Już niedługo przestrzeń kosmiczna nie będzie miejscem jedynie dla wybranych przez NASA czy inne agencje wysyłające ludzi poza ziemię. Będzie to miejsce dla ludzi kasiastych, których stać będzie wyłożyć kilkaset tysięcy „bucksów”, by móc strzelić sobie fotkę z kosmosem w tle (swoją drogą ciekawe, który influencer dokona tego pierwszy…).
Ze wszystkich trzech spółek, o których tutaj będzie mowa, Virgin Galactic, Blue Origin oraz SpaceX, na amerykańskiej giełdzie dostępne są tylko akcje Virgin Galactic. Każdy posiadający konto maklerskie z możliwościami inwestycyjnymi za oceanem (kliknij, by uzyskać więcej informacji), może dokonać zakupu jej akcji.
Richard Branson i Virgin Galactic
Richard Branson stawia na masową turystykę kosmiczną. Jego spółka Vigin Galactic dostała już od Federal Aviation Administration pozwolenie na wykonywanie lotów pasażerskich w kosmos, a na 90-minutowy lot za 250 tysięcy dolarów ma już ponad 600 chętnych. Turyści za pomocą dwukadłubowego odrzutowca WhiteKnightTwo, mają być wyniesieni na wysokość 300 000 stóp, gdzie będą mogli przebywać część czasu w stanie nieważkości, jednocześnie spoglądając na ziemie.
Pierwszy lot w kosmos Richard Branson odbył 11 lipca wraz z kilkuosobową załogą. Pojazd wyniósł ich na granicę kosmosu i atmosfery ziemskiej, gdzie przebywali około 4 minut.

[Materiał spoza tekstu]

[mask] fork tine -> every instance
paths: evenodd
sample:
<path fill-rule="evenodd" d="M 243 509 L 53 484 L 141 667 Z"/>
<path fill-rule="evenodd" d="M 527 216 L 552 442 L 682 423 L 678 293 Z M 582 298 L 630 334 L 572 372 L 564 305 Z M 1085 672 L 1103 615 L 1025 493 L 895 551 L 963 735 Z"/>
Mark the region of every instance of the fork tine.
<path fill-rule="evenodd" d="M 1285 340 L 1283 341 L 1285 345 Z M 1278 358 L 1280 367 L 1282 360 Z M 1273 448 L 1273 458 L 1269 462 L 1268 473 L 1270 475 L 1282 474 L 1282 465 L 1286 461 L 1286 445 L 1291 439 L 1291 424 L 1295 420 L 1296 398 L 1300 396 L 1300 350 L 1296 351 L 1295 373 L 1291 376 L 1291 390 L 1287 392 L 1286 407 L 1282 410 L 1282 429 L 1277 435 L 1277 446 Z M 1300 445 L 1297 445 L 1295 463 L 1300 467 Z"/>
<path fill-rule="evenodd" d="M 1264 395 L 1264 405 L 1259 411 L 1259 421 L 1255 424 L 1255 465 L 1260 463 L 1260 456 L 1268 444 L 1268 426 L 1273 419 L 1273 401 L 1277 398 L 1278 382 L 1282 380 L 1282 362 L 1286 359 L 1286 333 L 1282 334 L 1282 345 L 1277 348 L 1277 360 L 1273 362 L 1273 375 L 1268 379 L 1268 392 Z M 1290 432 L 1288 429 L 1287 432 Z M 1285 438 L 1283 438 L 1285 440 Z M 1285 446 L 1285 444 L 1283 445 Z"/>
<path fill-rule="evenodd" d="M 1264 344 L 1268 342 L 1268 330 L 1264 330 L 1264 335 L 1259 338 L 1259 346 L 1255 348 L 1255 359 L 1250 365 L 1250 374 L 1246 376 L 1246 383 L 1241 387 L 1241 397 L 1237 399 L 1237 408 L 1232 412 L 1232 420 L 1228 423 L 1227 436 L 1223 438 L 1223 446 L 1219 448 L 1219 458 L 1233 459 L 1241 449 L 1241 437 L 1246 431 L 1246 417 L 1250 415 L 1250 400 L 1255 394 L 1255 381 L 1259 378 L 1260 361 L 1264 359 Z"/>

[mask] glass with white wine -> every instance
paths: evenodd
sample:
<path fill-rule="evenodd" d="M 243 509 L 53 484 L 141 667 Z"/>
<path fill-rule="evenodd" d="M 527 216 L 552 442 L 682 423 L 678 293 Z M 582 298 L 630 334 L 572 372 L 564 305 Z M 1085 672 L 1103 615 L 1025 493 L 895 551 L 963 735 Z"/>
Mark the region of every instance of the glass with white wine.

Spółka Virgin Galactic jak do tej pory nie wykazała jeszcze przychodów, ale te na pewno pojawią się wraz z pierwszymi lotami.
Jeff Bezos i Blue Origin
Na pierwszy lot od spółki Blue Origin wybrał się sam Jeff Bezos wraz z bratem i dwójką turystó. Rakieta z kapsułą załogową wybrała się na granicę pomiędzy atmosferą ziemską a przestrzenią kosmiczną, gdzie wymienione osoby spędziły kilka minut w stanie nieważkości, po czym nastąpił powrót na ziemię. To na razie tyle. Docelowo Blue Origin ma zarabiać głównie na turystyce kosmicznej, ale szczegółów na ten temat wiele nie ma.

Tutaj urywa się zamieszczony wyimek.